Somehow the original BLW philosophy has been perverted to be about the presentation of the food solid (BLW) vs liquid (puree) .
There is a taste acceptance window which is quite small and for this reason, food before one is anything but fun or unimportant, because it will shape a child's food preferences likely for life.
For this reason it is very important to present the widest variety of vegetables when they are accepted, to encourage the preference, and a gut and mouth microbiome that thrives on them.
Soups and purees or other smashed food, allow to massively increase the variety of vegetable offered. In soup, you can play around with taste, thickness and flavour by combining vegetable together. This is what cooking is about, the combination of flavours, which you can't exactly obtain when offering single softened veggies.
A carrot-pumpkin soup, a pea-potato soup, a minestrone, chicken soup, even fish soup...... will develop a taste not only for the single vegetable ingredient but also an openness to taste combinations.
In the end , what matters is not the form (liquid vs solid) or the way it reaches then mouth (spoon vs hand), but what the food is.
What will determine a fussy eater is the food the child is given. Give melty puffs, rice cakes, rusks as snacks, or even pouches with their weird combination and overly sweet tasting and the acceptance of food will be pushed towards industrial, packaged or processed food.

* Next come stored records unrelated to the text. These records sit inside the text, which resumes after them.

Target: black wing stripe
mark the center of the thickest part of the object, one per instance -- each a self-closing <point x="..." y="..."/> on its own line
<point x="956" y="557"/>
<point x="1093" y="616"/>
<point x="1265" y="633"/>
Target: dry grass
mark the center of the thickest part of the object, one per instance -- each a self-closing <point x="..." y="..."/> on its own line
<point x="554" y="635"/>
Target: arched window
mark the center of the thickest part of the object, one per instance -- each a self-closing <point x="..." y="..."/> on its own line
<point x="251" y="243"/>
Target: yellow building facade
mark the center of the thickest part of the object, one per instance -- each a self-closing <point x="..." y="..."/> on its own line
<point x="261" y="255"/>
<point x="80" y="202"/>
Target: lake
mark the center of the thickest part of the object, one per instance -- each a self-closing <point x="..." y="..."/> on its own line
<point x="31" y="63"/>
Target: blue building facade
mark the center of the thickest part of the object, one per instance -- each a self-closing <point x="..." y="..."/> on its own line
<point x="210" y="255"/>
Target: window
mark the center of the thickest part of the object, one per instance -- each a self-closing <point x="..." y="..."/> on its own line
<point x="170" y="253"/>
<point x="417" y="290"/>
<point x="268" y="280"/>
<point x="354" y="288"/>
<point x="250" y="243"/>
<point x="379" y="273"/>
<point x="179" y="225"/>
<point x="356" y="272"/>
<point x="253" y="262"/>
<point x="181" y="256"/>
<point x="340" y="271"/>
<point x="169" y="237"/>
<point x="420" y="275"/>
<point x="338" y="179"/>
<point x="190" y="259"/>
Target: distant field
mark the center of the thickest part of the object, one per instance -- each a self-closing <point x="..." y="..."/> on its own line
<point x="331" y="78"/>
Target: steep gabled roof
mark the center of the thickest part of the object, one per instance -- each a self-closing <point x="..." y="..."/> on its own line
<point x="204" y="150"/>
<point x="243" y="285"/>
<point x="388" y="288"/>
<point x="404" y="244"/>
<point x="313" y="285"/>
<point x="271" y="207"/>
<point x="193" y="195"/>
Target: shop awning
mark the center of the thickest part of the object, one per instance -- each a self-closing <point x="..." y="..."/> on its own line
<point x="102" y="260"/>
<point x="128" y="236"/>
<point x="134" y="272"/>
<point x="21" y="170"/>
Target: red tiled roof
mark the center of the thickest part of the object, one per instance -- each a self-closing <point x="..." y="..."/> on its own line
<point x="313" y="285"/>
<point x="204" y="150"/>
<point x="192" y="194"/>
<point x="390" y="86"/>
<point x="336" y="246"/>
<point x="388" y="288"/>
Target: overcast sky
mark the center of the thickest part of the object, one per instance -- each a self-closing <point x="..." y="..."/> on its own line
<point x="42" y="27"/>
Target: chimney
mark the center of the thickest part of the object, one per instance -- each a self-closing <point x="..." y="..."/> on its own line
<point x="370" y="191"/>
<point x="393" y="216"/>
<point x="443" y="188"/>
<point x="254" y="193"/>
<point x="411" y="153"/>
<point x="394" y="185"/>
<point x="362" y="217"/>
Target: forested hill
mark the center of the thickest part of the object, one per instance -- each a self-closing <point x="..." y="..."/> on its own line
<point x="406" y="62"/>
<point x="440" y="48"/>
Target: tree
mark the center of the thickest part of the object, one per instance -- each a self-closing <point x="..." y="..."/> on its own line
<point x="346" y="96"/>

Weaning isn't a choice between solid or liquid. You would be missing on risottos, stews, couscous with veggeis and so many food that comes in different form. As adult we eat some foods with our hands, other with a spoon. I know people will be posting pictures of babies covered head to toes in asparagus risotto to prove that you can BLW yoghurt, soups (by sucking fingers) and so on. Weaning is also teaching "how " to eat, yes mess is fine, expected, food going many places minus the mouth, but sucking mum's fingers for soup (as we read here...)
Think "celery" , too hard for baby, disgusting boiled, but chop it, braise it in a pan with chopped carrots, chopped onion and after 5 min chopped tomatoes, let it sweat and mix with baby pasta, or a ladle of broth and couscous, you have a great dish.
Still celery, very hard to eat, but if cut in tiny stripes and then slices as thinly as possible, put in bowl, squeeze half an orange on top, extra virgin olive oil, fresh parsley . Leave aside for 30 min, it turns super soft and you can give it in its juice (half a spoon with plenty of sauce)
You might have slightly more vegetables to offer by just weaning without any label .
So my advice to you @Paris2019 is don't think about spoon/finger, but focus on the food. You don't have to pick, because as adult we eat in many forms. Start with the vegetable you want to give that day. Which form is best, softened , roasted to eat with hand/fork or with some form of liquid or grain hence the spoon.